IN DEPTH ANALYSIS OF BRAIN STRUCTURE OF MULTIPLE SCLEROSIS PATIENT THROUGH MAGNETIC RESONANCE IMAGING
Main Article Content
Keywords
Multiple sclerosis, magnetic resonance imaging, brain structure, demyelinating lesions, clinical manifestations
Abstract
Introduction: Multiple sclerosis (MS) is a complex neurological disorder characterized by inflammation, demyelination, and neurodegeneration within the central nervous system (CNS). Magnetic resonance imaging (MRI) has emerged as a valuable tool for assessing structural changes in the brains of MS patients. This study aims to provide a comprehensive analysis of brain structure in MS patients using qualitative analysis of MRI reports. By exploring the dynamic nature of demyelinating lesions and their correlation with clinical manifestations, this research contributes to a deeper understanding of MS pathophysiology and informs personalized treatment strategies.
Objective: This study aims to conduct an in-depth analysis of brain structure in multiple sclerosis (MS) patients using magnetic resonance imaging (MRI) techniques, exploring the dynamic nature of demyelinating lesions and their relationship with clinical manifestations.
Methods: Fourteen MS patients underwent MRI scans, and their reports were analyzed using qualitative methods. Thematic analysis was employed to identify common patterns and themes in structural brain changes. Demographic data were also collected and analyzed.
Results: MRI reports revealed characteristic T2 and FLAIR hyperintense signal abnormalities in periventricular and subcortical white matter regions in all patients. The absence of acute pathologies and the dynamic nature of demyelinating lesions were notable findings. Subtle non-specific signal abnormalities and chronic microvascular ischemic changes were also observed. Limitations include a small sample size and cross-sectional design, necessitating caution in generalizing the findings.

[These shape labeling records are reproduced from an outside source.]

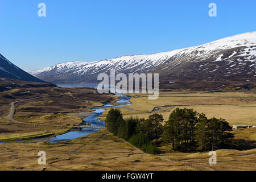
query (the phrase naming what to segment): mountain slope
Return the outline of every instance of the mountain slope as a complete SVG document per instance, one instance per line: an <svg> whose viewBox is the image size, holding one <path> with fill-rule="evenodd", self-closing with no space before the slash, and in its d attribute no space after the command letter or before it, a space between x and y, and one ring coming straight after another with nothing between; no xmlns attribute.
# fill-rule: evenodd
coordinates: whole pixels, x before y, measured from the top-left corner
<svg viewBox="0 0 256 182"><path fill-rule="evenodd" d="M11 63L0 54L0 77L11 78L27 81L45 82Z"/></svg>
<svg viewBox="0 0 256 182"><path fill-rule="evenodd" d="M31 73L55 83L97 82L100 73L158 73L162 88L248 86L255 82L256 32L204 45L100 61L59 64Z"/></svg>

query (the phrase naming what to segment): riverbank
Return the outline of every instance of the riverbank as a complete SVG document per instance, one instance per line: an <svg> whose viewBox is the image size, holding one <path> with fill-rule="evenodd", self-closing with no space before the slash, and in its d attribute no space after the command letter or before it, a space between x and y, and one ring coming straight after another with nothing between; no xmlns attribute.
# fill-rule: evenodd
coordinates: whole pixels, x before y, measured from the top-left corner
<svg viewBox="0 0 256 182"><path fill-rule="evenodd" d="M38 163L38 151L46 153L46 165ZM217 150L217 164L209 164L208 152L142 152L106 130L57 143L1 144L0 170L254 170L256 149Z"/></svg>

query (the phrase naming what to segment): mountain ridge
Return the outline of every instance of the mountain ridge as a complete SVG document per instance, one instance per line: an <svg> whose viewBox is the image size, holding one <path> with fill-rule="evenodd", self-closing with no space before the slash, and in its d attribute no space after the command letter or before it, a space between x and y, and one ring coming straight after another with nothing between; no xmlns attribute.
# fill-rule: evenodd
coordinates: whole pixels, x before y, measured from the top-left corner
<svg viewBox="0 0 256 182"><path fill-rule="evenodd" d="M18 67L2 54L0 54L0 77L15 78L26 81L47 82Z"/></svg>
<svg viewBox="0 0 256 182"><path fill-rule="evenodd" d="M256 77L255 58L256 32L251 32L169 52L124 56L93 62L69 61L31 73L54 83L97 82L99 73L115 69L117 73L159 73L160 84L170 86L163 86L167 88L176 85L175 82L170 85L170 82L175 80L220 79L248 84L246 80L254 80Z"/></svg>

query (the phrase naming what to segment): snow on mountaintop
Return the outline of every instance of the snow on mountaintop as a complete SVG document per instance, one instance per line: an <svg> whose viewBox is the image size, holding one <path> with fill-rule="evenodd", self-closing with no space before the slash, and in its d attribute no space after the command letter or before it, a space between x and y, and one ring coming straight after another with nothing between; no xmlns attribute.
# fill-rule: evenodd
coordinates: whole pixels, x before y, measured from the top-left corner
<svg viewBox="0 0 256 182"><path fill-rule="evenodd" d="M191 47L189 48L174 50L170 52L160 52L151 55L137 55L133 56L125 56L112 59L106 59L99 61L69 61L58 64L52 67L31 72L33 75L37 75L44 72L55 71L57 72L67 72L73 69L71 74L84 74L88 69L93 71L93 73L101 71L101 69L114 68L118 70L126 68L131 69L141 65L139 69L146 69L148 67L148 63L154 67L160 64L172 57L176 59L183 56L193 56L195 57L200 56L207 58L209 53L218 51L233 48L241 46L256 46L256 32L251 32L238 34L218 40L216 40L204 45ZM251 55L245 56L256 55L255 51L250 52ZM221 60L221 57L216 61ZM147 64L146 64L147 63ZM88 74L88 73L86 73Z"/></svg>

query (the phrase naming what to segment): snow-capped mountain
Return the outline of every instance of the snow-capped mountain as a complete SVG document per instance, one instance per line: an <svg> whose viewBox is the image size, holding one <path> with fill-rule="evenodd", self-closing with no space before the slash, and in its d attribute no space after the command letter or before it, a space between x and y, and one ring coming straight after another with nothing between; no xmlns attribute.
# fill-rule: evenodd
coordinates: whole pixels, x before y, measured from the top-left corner
<svg viewBox="0 0 256 182"><path fill-rule="evenodd" d="M220 88L254 84L255 60L256 32L251 32L167 52L67 62L31 73L54 83L91 83L98 82L99 73L114 68L117 73L158 73L162 88Z"/></svg>
<svg viewBox="0 0 256 182"><path fill-rule="evenodd" d="M6 58L0 54L0 77L11 78L23 81L45 82L11 63Z"/></svg>

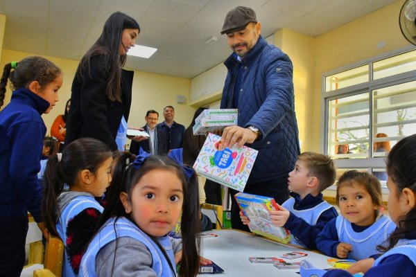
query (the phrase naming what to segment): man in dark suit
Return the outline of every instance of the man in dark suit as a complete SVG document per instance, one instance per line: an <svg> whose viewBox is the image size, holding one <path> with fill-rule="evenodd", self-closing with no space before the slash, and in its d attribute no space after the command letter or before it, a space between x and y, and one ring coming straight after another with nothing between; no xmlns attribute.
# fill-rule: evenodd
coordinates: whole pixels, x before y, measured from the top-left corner
<svg viewBox="0 0 416 277"><path fill-rule="evenodd" d="M172 106L166 106L163 109L165 120L162 123L157 124L157 131L162 129L166 134L165 143L170 152L172 149L182 148L185 134L185 127L175 122L175 109Z"/></svg>
<svg viewBox="0 0 416 277"><path fill-rule="evenodd" d="M157 111L154 109L147 111L144 117L146 124L143 129L150 136L148 139L143 141L132 141L130 148L130 153L138 154L140 148L151 154L164 154L167 153L166 135L163 129L156 128L158 119L159 113Z"/></svg>

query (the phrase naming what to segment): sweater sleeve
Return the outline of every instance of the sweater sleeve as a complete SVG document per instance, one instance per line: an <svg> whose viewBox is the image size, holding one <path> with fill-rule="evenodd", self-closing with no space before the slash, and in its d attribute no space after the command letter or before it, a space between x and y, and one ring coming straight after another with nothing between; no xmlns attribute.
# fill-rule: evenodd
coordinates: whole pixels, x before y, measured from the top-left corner
<svg viewBox="0 0 416 277"><path fill-rule="evenodd" d="M408 257L396 254L386 257L376 267L370 268L364 277L397 277L415 276L416 267ZM352 277L352 275L342 269L329 270L324 277Z"/></svg>
<svg viewBox="0 0 416 277"><path fill-rule="evenodd" d="M336 247L340 244L336 230L336 217L325 225L324 229L318 235L316 247L324 254L336 257Z"/></svg>
<svg viewBox="0 0 416 277"><path fill-rule="evenodd" d="M67 253L73 271L78 274L85 246L94 235L101 213L87 208L73 217L67 226Z"/></svg>
<svg viewBox="0 0 416 277"><path fill-rule="evenodd" d="M37 222L42 221L42 187L37 183L37 172L40 170L44 136L44 126L37 122L17 125L8 134L12 185Z"/></svg>
<svg viewBox="0 0 416 277"><path fill-rule="evenodd" d="M92 57L89 71L85 70L81 87L80 111L87 136L105 143L112 150L117 149L114 137L108 127L107 97L105 93L108 72L104 56Z"/></svg>
<svg viewBox="0 0 416 277"><path fill-rule="evenodd" d="M292 235L300 240L310 249L316 249L316 238L322 231L325 224L336 217L336 211L334 208L324 211L320 216L315 225L310 225L303 219L291 213L284 227L288 229Z"/></svg>
<svg viewBox="0 0 416 277"><path fill-rule="evenodd" d="M152 261L152 255L144 244L123 237L100 250L96 258L96 272L101 277L156 277Z"/></svg>
<svg viewBox="0 0 416 277"><path fill-rule="evenodd" d="M62 134L60 133L60 125L64 128L65 127L65 123L64 123L62 114L58 116L56 118L55 118L55 120L53 120L53 123L52 123L52 126L51 127L51 136L55 136L59 141L65 141L66 131L64 131Z"/></svg>

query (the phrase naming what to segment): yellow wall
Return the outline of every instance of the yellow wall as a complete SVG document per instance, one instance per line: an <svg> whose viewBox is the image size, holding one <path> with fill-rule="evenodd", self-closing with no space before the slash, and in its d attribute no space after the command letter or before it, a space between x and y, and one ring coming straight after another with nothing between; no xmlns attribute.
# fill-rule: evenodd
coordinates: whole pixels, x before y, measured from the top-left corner
<svg viewBox="0 0 416 277"><path fill-rule="evenodd" d="M313 145L309 137L309 118L312 109L311 102L313 89L313 38L287 29L275 34L275 45L286 53L293 64L293 85L295 87L295 109L299 127L301 151L311 149Z"/></svg>
<svg viewBox="0 0 416 277"><path fill-rule="evenodd" d="M322 151L320 145L324 136L321 134L323 73L409 45L399 27L399 13L403 1L398 0L315 38L287 29L275 33L275 44L286 53L293 63L295 109L302 151ZM0 17L1 39L3 37L1 30L4 29L5 21L5 17ZM385 42L385 47L377 49L377 43L381 41ZM19 60L29 55L3 49L1 64ZM78 62L46 57L61 66L64 74L60 96L61 100L49 115L44 116L46 126L49 127L55 117L64 110L64 102L70 96ZM129 124L144 125L143 118L150 109L159 111L160 122L163 120L162 109L172 105L175 108L176 121L187 126L195 111L188 102L189 90L189 79L136 71ZM176 103L177 95L186 96L187 102ZM6 95L6 102L8 98L10 93Z"/></svg>
<svg viewBox="0 0 416 277"><path fill-rule="evenodd" d="M0 29L1 27L0 18ZM26 57L33 55L35 54L3 49L0 64L3 65L8 62L19 61ZM49 114L42 116L45 125L48 127L46 134L49 134L52 123L58 115L63 114L65 103L71 97L71 86L78 61L56 57L44 57L60 66L64 74L64 82L59 91L59 102ZM176 96L178 94L184 95L188 100L189 88L189 79L135 71L129 125L135 127L144 125L146 123L144 119L144 116L146 112L150 109L159 111L159 122L162 122L164 120L162 110L164 107L172 105L175 107L175 120L187 127L192 120L195 109L189 107L187 102L177 104ZM3 107L10 102L10 90L8 89Z"/></svg>

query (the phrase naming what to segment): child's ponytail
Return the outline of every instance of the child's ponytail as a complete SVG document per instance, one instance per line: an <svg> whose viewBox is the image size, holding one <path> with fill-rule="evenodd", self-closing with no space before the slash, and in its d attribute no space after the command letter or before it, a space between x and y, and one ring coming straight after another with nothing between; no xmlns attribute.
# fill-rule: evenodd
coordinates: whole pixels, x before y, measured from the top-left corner
<svg viewBox="0 0 416 277"><path fill-rule="evenodd" d="M399 141L391 150L387 158L387 173L396 186L399 198L405 188L416 193L416 134ZM388 247L379 246L378 250L386 251L392 249L401 239L416 239L416 207L397 219L397 229L390 235Z"/></svg>
<svg viewBox="0 0 416 277"><path fill-rule="evenodd" d="M200 224L199 190L198 176L193 175L187 181L184 191L184 199L182 208L181 233L182 238L182 258L180 262L179 276L195 276L199 267Z"/></svg>
<svg viewBox="0 0 416 277"><path fill-rule="evenodd" d="M53 235L58 236L55 224L58 222L57 198L63 190L64 181L60 157L62 154L55 154L49 157L44 175L43 199L42 213L45 226Z"/></svg>

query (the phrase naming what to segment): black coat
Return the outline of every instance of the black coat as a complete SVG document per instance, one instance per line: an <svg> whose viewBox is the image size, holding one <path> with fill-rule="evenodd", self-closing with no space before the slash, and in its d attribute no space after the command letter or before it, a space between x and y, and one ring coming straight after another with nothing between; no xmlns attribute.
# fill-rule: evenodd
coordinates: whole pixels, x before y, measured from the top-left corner
<svg viewBox="0 0 416 277"><path fill-rule="evenodd" d="M105 94L109 74L102 55L91 58L90 74L78 71L72 82L71 109L67 119L65 145L79 138L99 139L117 149L116 136L121 118L128 120L132 102L133 71L122 69L122 102L110 101Z"/></svg>

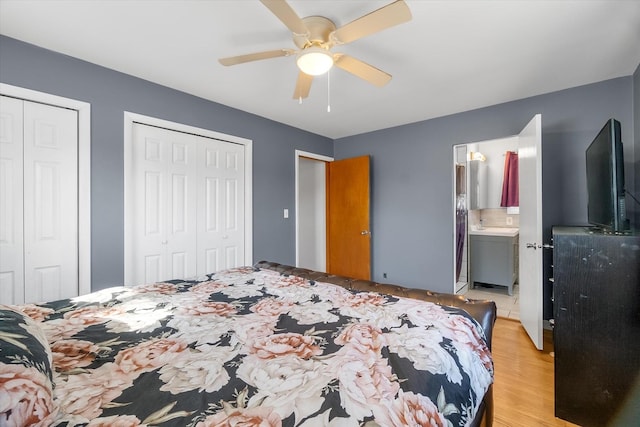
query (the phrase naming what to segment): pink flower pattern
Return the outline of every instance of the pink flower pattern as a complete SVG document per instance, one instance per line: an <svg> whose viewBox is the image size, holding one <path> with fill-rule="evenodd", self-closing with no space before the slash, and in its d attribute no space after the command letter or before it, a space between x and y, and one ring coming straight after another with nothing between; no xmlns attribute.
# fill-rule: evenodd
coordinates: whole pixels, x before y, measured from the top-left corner
<svg viewBox="0 0 640 427"><path fill-rule="evenodd" d="M493 381L481 327L424 301L251 267L100 292L22 306L49 341L55 389L0 359L17 408L0 425L455 426ZM411 388L427 381L420 391L442 391Z"/></svg>

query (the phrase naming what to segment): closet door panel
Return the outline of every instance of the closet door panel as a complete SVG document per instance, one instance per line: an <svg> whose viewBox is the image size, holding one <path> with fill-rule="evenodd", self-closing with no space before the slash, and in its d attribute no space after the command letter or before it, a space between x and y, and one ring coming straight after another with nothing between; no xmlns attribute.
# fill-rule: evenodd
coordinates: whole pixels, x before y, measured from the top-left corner
<svg viewBox="0 0 640 427"><path fill-rule="evenodd" d="M196 275L196 141L194 135L166 131L170 144L167 176L169 228L167 250L170 278Z"/></svg>
<svg viewBox="0 0 640 427"><path fill-rule="evenodd" d="M77 112L24 102L25 301L78 294Z"/></svg>
<svg viewBox="0 0 640 427"><path fill-rule="evenodd" d="M162 262L166 240L165 142L155 128L133 127L133 265L136 284L167 279Z"/></svg>
<svg viewBox="0 0 640 427"><path fill-rule="evenodd" d="M135 284L196 274L195 154L193 135L134 126Z"/></svg>
<svg viewBox="0 0 640 427"><path fill-rule="evenodd" d="M0 304L24 302L22 101L0 97Z"/></svg>
<svg viewBox="0 0 640 427"><path fill-rule="evenodd" d="M200 137L198 153L198 274L206 274L244 261L244 147Z"/></svg>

Conclusion: Despite limitations, this study provides valuable insights into structural brain alterations in MS patients, emphasizing the need for comprehensive diagnostic approaches and longitudinal studies. Future research should focus on larger cohorts, advanced imaging modalities, and clinical correlation to further elucidate MS pathophysiology and improve patient care strategies.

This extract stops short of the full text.